I hadn’t planned on dying tonight—not consciously, anyway. But I should have given his presence in the car more thought before I executed that non-plan.

That’s the thing with twins. Nikolai feels like an extension of myself. The silent presence who shared my pain through the months of Alyona’s chemo and radiation. Who did my homework for me and swapped classes to pretend to be me and take my tests when I stopped caring about school.

He was the guy who found out about the bratva loan when it seemed like a new expensive treatment option might help.

We don’t talk about it. We don’t need to. He’s been with me through the whole fucking thing. From falling in love with the most beautiful girl in the city to putting her in the ground.

I groan and curl up on my side in the snow, turning it crimson with the blood from my nose and the split in my lip.

“Get up.”

I don’t move.

Over the howling wind, I fail to notice the arrival of another car. A door being thrown open.

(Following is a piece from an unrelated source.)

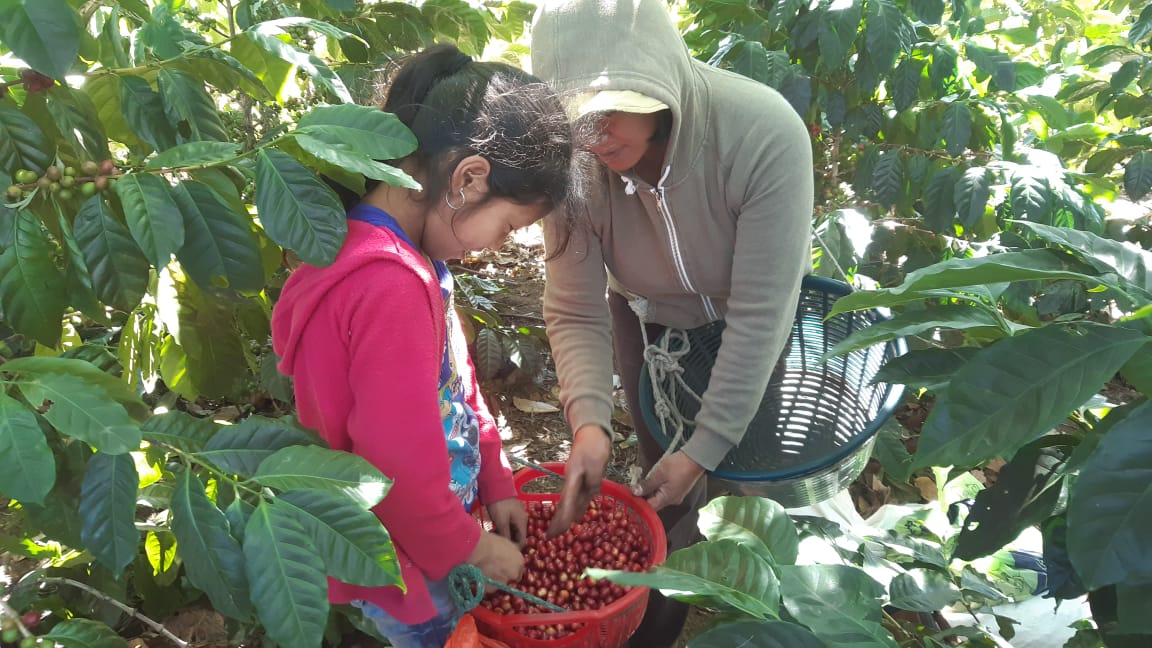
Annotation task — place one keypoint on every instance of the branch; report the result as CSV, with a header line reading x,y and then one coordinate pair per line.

“Get in,” an authoritative voice commands.

Nikolai tries to haul me up. I don’t move.

“Get them in the car.”

Two pairs of gleaming black boots stomp around me, and I’m hauled to my feet and shoved in the back of a limo.

That was the night we first met Igor Antonov.

The night the bratva found us and took their due, not in the form of a beat-down or threats, but full ownership of our lives. Because Igor recognized the value of young men with a deathwish. His army was made up of them.

So our mother did lose both her sons that night. She believed we were lost to the icy river, not to the brotherhood that required we disavow all ties to her.